Aber trotz der schlechten Rahmenbedingungen können die meisten Erzieher*innen ihrem Beruf immer (noch) positive Seiten abgewinnen. Dazu zählt in erster Linie die unmittelbare Arbeit mit den Kindern. Deren Qualität leidet allerdings, wenn die Erzieher*innen weiterhin unter Rahmenbedingungen, die krankmachen, arbeiten müssen. Unumgänglich sind zum einen Investitionen in die strukturellen Rahmenbedingungen und die pädagogische Weiterentwicklung von Kita und Ganztagsschule. 

Die GEW BERLIN fordert, dass die Tätigkeit der koordinierenden Erzieher*innen als Leitungstätigkeit anerkannt, bewertet und entsprechend vergütet wird. Sie initiieren die konzeptionelle Weiterentwicklung der pädagogischen Arbeit, die Zusammenarbeit mit anderen Professionen in der Schule, sind Ansprechpartner*innen für Familien und sichern die Kooperation mit verschiedenen Partner*innen im Sozialraum. Anzustreben ist eine Freistellung für Leitungstätigkeit analog zu der von Kitaleiter*innen. Bisher hat die Anzahl der zu betreuenden Kinder keine Auswirkungen auf die Zumessung von Leitungsstunden. 

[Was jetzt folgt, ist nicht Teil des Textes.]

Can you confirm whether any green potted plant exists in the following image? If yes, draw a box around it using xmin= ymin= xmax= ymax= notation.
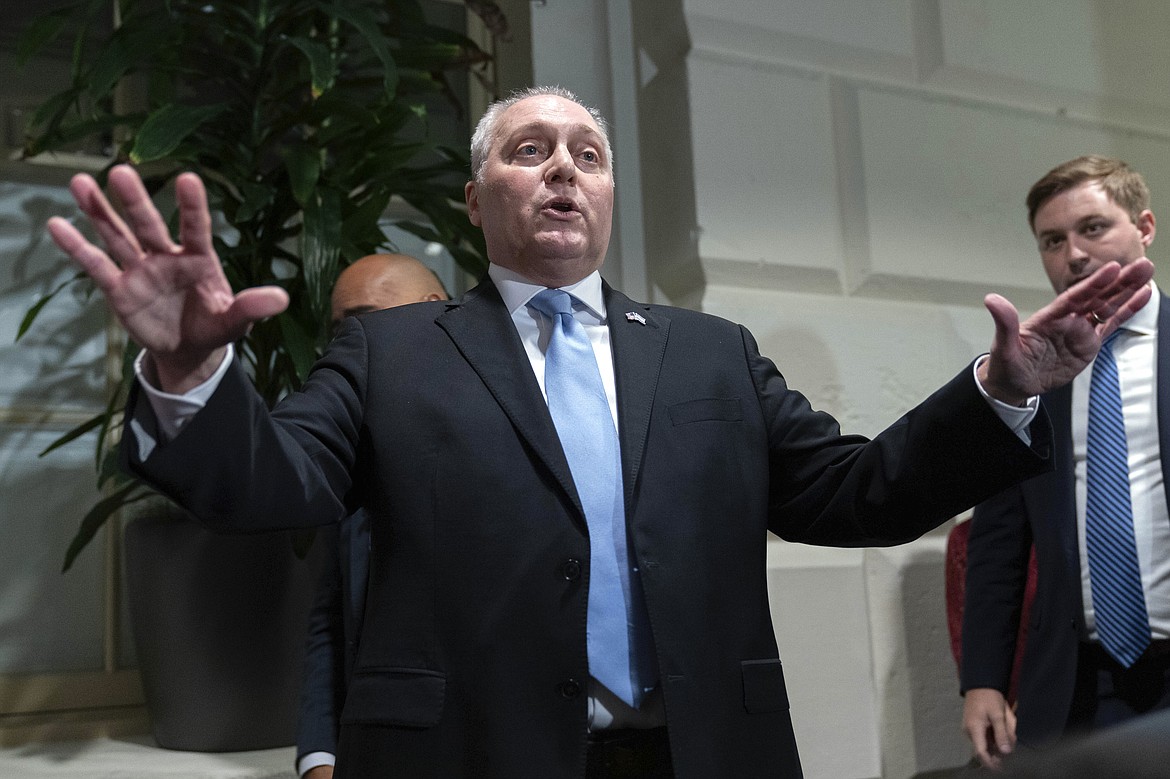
xmin=18 ymin=0 xmax=502 ymax=749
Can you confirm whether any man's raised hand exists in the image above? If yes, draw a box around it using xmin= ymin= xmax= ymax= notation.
xmin=48 ymin=165 xmax=288 ymax=393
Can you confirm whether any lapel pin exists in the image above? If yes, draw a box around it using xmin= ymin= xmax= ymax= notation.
xmin=626 ymin=311 xmax=646 ymax=324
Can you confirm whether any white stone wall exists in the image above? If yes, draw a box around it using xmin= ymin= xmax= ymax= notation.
xmin=532 ymin=0 xmax=1170 ymax=779
xmin=683 ymin=0 xmax=1170 ymax=779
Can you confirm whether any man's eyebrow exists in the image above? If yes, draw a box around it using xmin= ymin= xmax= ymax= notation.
xmin=1035 ymin=212 xmax=1110 ymax=237
xmin=508 ymin=122 xmax=601 ymax=142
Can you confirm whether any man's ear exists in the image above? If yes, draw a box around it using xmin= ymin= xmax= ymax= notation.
xmin=1134 ymin=208 xmax=1157 ymax=247
xmin=463 ymin=181 xmax=482 ymax=227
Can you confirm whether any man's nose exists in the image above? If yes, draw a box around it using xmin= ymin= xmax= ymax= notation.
xmin=1065 ymin=235 xmax=1089 ymax=274
xmin=544 ymin=146 xmax=577 ymax=182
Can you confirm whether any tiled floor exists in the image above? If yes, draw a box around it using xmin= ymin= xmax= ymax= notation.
xmin=0 ymin=737 xmax=296 ymax=779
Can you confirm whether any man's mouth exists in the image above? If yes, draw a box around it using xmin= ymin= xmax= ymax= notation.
xmin=544 ymin=198 xmax=577 ymax=214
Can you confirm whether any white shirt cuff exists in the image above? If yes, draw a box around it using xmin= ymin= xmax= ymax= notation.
xmin=971 ymin=354 xmax=1040 ymax=446
xmin=296 ymin=752 xmax=337 ymax=777
xmin=130 ymin=344 xmax=235 ymax=461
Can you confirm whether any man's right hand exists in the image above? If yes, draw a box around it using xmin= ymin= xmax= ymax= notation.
xmin=963 ymin=687 xmax=1016 ymax=771
xmin=48 ymin=165 xmax=288 ymax=394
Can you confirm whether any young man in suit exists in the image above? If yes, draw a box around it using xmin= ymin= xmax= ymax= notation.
xmin=296 ymin=254 xmax=448 ymax=779
xmin=49 ymin=88 xmax=1152 ymax=779
xmin=962 ymin=157 xmax=1170 ymax=767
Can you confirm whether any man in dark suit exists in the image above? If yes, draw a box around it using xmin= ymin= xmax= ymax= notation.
xmin=49 ymin=88 xmax=1152 ymax=779
xmin=296 ymin=254 xmax=448 ymax=779
xmin=962 ymin=157 xmax=1170 ymax=767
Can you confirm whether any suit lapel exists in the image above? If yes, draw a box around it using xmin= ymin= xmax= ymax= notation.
xmin=435 ymin=277 xmax=585 ymax=514
xmin=604 ymin=284 xmax=670 ymax=507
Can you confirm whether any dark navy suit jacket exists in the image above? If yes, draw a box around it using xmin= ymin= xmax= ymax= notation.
xmin=961 ymin=290 xmax=1170 ymax=746
xmin=123 ymin=281 xmax=1051 ymax=779
xmin=296 ymin=510 xmax=370 ymax=761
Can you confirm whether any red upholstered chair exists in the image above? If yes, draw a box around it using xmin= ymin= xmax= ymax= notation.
xmin=945 ymin=521 xmax=1037 ymax=703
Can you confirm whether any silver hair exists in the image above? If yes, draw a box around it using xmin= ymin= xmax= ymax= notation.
xmin=472 ymin=87 xmax=613 ymax=182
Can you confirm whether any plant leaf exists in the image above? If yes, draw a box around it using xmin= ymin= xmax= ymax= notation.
xmin=319 ymin=0 xmax=398 ymax=98
xmin=61 ymin=481 xmax=152 ymax=573
xmin=288 ymin=36 xmax=337 ymax=99
xmin=130 ymin=103 xmax=227 ymax=165
xmin=284 ymin=144 xmax=321 ymax=207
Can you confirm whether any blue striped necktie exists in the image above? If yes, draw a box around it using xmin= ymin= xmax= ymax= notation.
xmin=1085 ymin=330 xmax=1150 ymax=668
xmin=529 ymin=289 xmax=656 ymax=708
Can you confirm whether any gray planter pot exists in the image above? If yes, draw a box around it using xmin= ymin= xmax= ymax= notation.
xmin=125 ymin=506 xmax=325 ymax=752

Aufgabe der Senatsbildungsverwaltung ist es außerdem, dafür Sorge zu tragen, dass die Arbeit der Erzieher*innen prinzipiell eine höhere gesellschaftliche und finanzielle Wertschätzung erfährt. Der Mangel an Erzieher*innen wird sich nur verschärfen, wenn sich die schlechte Bezahlung und die schlechten Arbeitsbedingungen nicht endlich ändern. 

Unsere Kolleg*innen wünschen sich Sicherheit und Verbindlichkeit. Und nur mit mehr Ressourcen und Personal können sie die verdiente Entlastung spüren und gesund bleiben. Für die psychische Gesundheit der Erzieher*innen hat die mangelnde Wertschätzung und Anerkennung verheerende Folgen. Hier ist dringend ein Umsteuern erforderlich!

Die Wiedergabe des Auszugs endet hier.